Uma nova proposta em tramitação na Câmara dos Deputados pode trazer um alívio importante para as famílias de quem recebe o Benefício de Prestação Continuada (BPC/LOAS). O Projeto de Lei 6414/25, apresentado recentemente, sugere que o responsável legal ou cuidador do beneficiário continue recebendo o BPC por até 12 meses após o falecimento do titular.
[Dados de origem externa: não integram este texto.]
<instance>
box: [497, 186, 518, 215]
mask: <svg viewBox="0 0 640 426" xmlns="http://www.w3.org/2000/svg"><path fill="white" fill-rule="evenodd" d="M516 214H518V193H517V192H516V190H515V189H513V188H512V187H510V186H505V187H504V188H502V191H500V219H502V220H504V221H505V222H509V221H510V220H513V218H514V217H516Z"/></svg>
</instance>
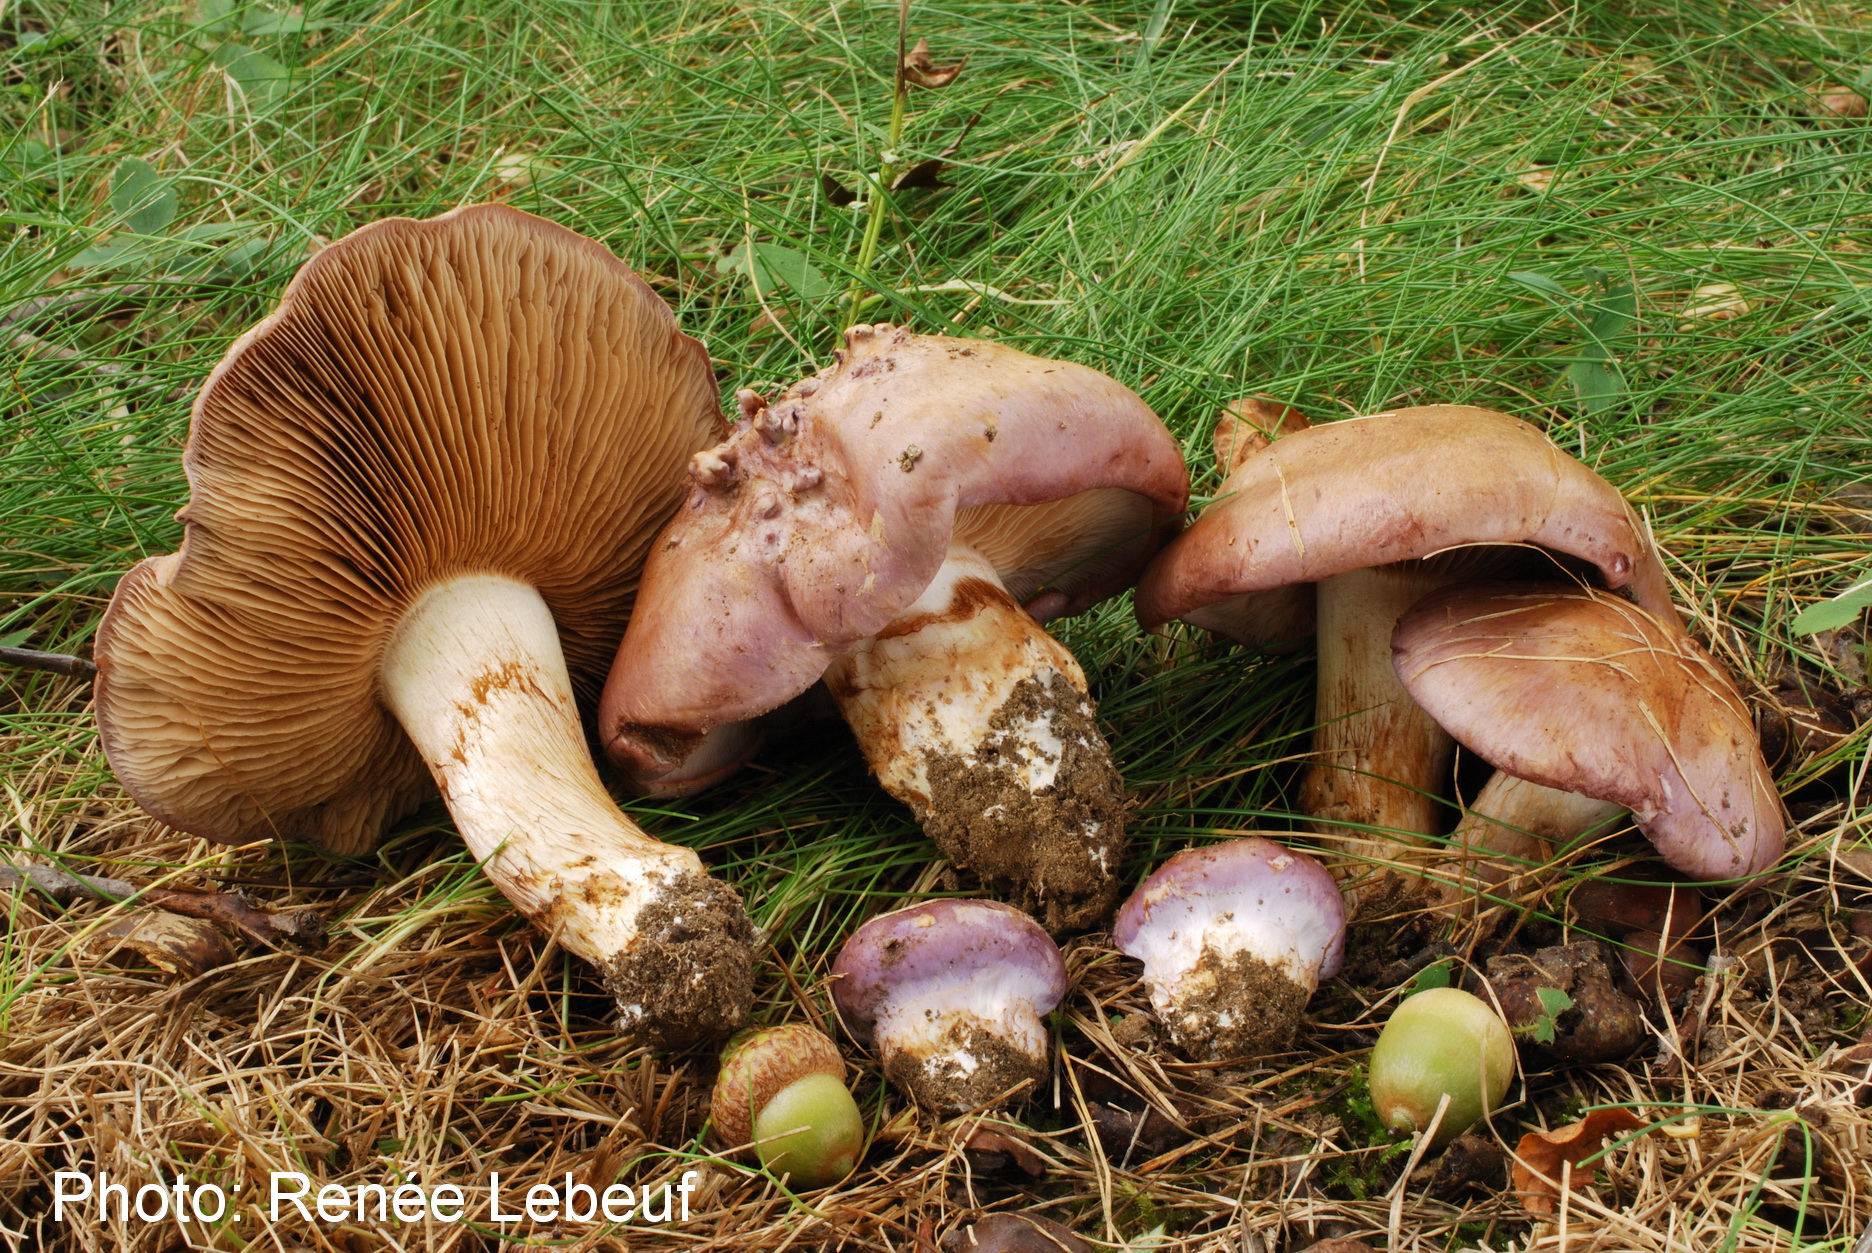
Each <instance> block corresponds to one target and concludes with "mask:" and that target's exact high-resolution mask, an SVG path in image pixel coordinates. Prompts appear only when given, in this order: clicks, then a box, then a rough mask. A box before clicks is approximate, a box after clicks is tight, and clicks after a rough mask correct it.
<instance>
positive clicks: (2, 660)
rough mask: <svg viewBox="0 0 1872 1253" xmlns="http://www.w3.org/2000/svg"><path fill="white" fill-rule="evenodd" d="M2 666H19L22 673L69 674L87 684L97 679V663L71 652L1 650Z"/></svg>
mask: <svg viewBox="0 0 1872 1253" xmlns="http://www.w3.org/2000/svg"><path fill="white" fill-rule="evenodd" d="M0 665H17V667H19V669H22V671H51V672H52V674H69V676H71V678H82V680H86V682H90V680H94V678H97V663H95V661H92V659H90V657H77V656H73V654H69V652H39V650H37V648H0Z"/></svg>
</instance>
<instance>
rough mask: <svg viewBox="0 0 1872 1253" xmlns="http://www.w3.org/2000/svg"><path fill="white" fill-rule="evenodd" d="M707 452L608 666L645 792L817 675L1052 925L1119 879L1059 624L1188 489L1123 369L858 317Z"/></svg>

Atualmente, a regra é dura: quando a pessoa idosa ou com deficiência que recebe o BPC falece, o benefício é cortado imediatamente. Como o BPC é um benefício assistencial e não uma aposentadoria, ele não gera direito à pensão por morte para os dependentes, deixando muitas famílias que dedicaram suas vidas ao cuidado do parente em situação de vulnerabilidade financeira repentina.
O que propõe o Projeto de Lei?¶O texto do projeto, de autoria da deputada Clarissa Tércio (PP-PE), busca alterar a Lei Orgânica da Assistência Social (LOAS) para garantir uma “proteção social temporária”. A ideia é reconhecer o trabalho daquelas pessoas que, muitas vezes, abrem mão de suas próprias carreiras e vidas profissionais para cuidar em tempo integral de um familiar idoso ou com deficiência grave.
Para ter direito a essa extensão de 12 meses, a proposta estabelece algumas condições: - O responsável legal precisa já ter sido reconhecido administrativamente como cuidador antes do falecimento do titular. O projeto proíbe que essa condição seja comprovada apenas após a morte. - O recebimento do benefício durante esse ano extra ficará condicionado à participação do cuidador em programas do governo de capacitação, qualificação profissional ou inclusão produtiva.
O objetivo dessa exigência de capacitação é ajudar o cuidador a se reinserir no mercado de trabalho após o período de luto, garantindo que ele tenha meios de sustento quando o benefício temporário chegar ao fim.
Em que fase está a aprovação?¶É muito importante destacar que isso ainda é um projeto de lei, ou seja, uma proposta. A regra atual de corte imediato do BPC em caso de falecimento continua valendo.
O PL 6414/25 está em análise na Câmara dos Deputados. Ele passará pelas comissões de Previdência e Assistência Social; Finanças e Tributação; e Constituição e Justiça. Como tramita em caráter conclusivo, se for aprovado em todas essas comissões, poderá seguir direto para o Senado, sem precisar passar pelo plenário da Câmara. Para virar lei e começar a valer, precisará ser aprovado nas duas casas e sancionado pelo Presidente da República.
O que fazer enquanto a lei não muda?¶Para quem cuida de familiares que recebem o BPC, o planejamento é essencial. Como o benefício atual não deixa pensão, é recomendável que o cuidador, se possível, contribua para o INSS como “Segurado Facultativo de Baixa Renda” (alíquota de 5% do salário mínimo, que em 2026 equivale a R$ 81,05).
Isso garante que o próprio cuidador esteja protegido pelo INSS em caso de doença ou acidente, e comece a contar tempo para sua própria aposentadoria por idade no futuro.
Perguntas Frequentes (FAQ)¶ Meu pai recebia o BPC e faleceu no mês passado. Tenho direito a essa extensão de 1 ano?¶Não. Como explicamos, a proposta ainda é apenas um Projeto de Lei (PL 6414/25) em tramitação no Congresso Nacional. Até que seja aprovado e sancionado, a regra atual se mantém: o BPC é cancelado imediatamente com o falecimento do titular e não gera pensão por morte.
Se o projeto for aprovado, qualquer parente poderá receber?¶A proposta prevê que apenas o “responsável legal” que já era reconhecido administrativamente como cuidador antes do óbito terá direito ao benefício temporário.
O BPC gera direito a 13º salário?¶Não. O Benefício de Prestação Continuada (BPC/LOAS) é de caráter assistencial, no valor de um salário mínimo mensal (R$ 1.621,00 em 2026), e não inclui o pagamento de 13º salário, ao contrário das aposentadorias e pensões do INSS.